Beberapa hal yang perlu dilakukan untuk meningkatkan
kualitas pendidikan di negeri ini yaitu, 1). Menyelengggarakan pendidikan dalam
rangka mempersiapkan tenaga pendidik (di kampus) secara serius, fair dan positif sehingga kampus bukan
menjadi lembaga yang meramaikan komodifikasi pendidikan (tidak pernah kuliah
tapi dapat ijazah asal bisa bayar) tapi menjadi rumah produksi tenaga pendidik
yang memiliki kesadaran kritis terhadap problematika pendidikan dan masyarakat
secara keseluruhan. 2) memperbaiki system rekrutmen tenaga pendidik sehingga
menghilangkan praktik KKN. 3) pemetaan yang jelas terhadap kebutuhan tenaga
pendidik sehingga lebih tepat sasaran dan merata distribusinya. 4).
Mengggiatkan diklat-diklat agar keterampilan tenaga pendidik semakin terasah.
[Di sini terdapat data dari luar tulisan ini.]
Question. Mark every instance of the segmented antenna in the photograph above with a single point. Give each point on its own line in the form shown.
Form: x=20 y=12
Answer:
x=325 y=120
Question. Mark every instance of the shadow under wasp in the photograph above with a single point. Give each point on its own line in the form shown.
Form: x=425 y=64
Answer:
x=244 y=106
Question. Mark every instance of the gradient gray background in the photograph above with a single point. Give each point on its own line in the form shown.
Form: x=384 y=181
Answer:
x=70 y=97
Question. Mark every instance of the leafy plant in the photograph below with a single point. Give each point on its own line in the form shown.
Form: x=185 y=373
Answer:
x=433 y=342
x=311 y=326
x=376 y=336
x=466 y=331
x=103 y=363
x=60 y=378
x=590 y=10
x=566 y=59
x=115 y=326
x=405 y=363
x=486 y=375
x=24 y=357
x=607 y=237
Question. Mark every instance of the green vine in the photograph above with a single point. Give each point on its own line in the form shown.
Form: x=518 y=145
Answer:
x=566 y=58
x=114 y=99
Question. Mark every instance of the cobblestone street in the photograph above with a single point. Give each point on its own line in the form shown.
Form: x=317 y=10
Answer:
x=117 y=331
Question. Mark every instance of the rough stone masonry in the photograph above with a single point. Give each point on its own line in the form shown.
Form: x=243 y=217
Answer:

5). Penguatan supervisi, sehingga transfer keilmuan dan pengetahuan yang telah
dilakukan bisa terukur pengaruh dan perkembangannya. Semuanya dilakukan demi
membentuk tenaga pendidik yang ideal, tenaga pendidik yang memiliki kompetensi/
kualitas keilmuan yang baik, kemampuan komunikasi atau penyampaian materi yang
baik terhadap peserta didik, serta mampu melakukan transfer nilai-nilai yang
positif kepada peserta didik (tidak hanya transfer ilmu).
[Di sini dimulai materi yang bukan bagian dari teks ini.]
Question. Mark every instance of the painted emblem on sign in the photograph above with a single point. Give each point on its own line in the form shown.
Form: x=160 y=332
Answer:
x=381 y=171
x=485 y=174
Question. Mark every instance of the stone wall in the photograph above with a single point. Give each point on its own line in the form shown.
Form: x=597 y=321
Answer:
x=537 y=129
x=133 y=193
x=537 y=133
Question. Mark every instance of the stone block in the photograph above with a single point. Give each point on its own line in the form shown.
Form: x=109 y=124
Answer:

Negeri ini tidak kekurangan tenaga ahli untuk
melakukan sebuah perubahan, perlu kesungguhan dan kesesuaian antara ucapan dan
tindakan (teladan yang baik) untuk menyelesaikan semua permasalahan ini. Ditengah keterbatasan yang mengelilingi kita,
ternyata masih ada harapan diseberang sana. Itu dapat kita gapai asal kita mau
berusaha keras untuk mencapainya, memang awalnya terasa berat tapi setelah itu
kita akan
bahagia menikmatinya.
Barangkali
ini yang bisa menjadi refleksi
bagi kita semua, khususnya para elit negeri ini bahwa kita harus sadar bahwa
pendidikan memliki urgensi yang luar biasa besar bagi kemajuan bangsa ini, dana
yang dikelola tidak sedikit oleh karena
itu harus lebih serius, lebih fokus dan komitmen. Harus sering-sering turun ke
masyarakat untuk melihat kondisi yang sebenarnya, menjalankan tanggung jawab
monitoring dan evaluasi (monev) serta pendampingan dengan baik, lebih
bersemangat dalam menanggapi dan menyelesaikan permasalahan yang ada, tidak
hanya memberikan jawaban-jawaban yang normatif dan apologis. Kami percaya bahwa
anak-anak bangsa ini akan benar-benar menjadi “Generasi Emas Indonesia” jika
kita semua benar-benar serius mandampingi dan menjembatani cita-cita besar mereka.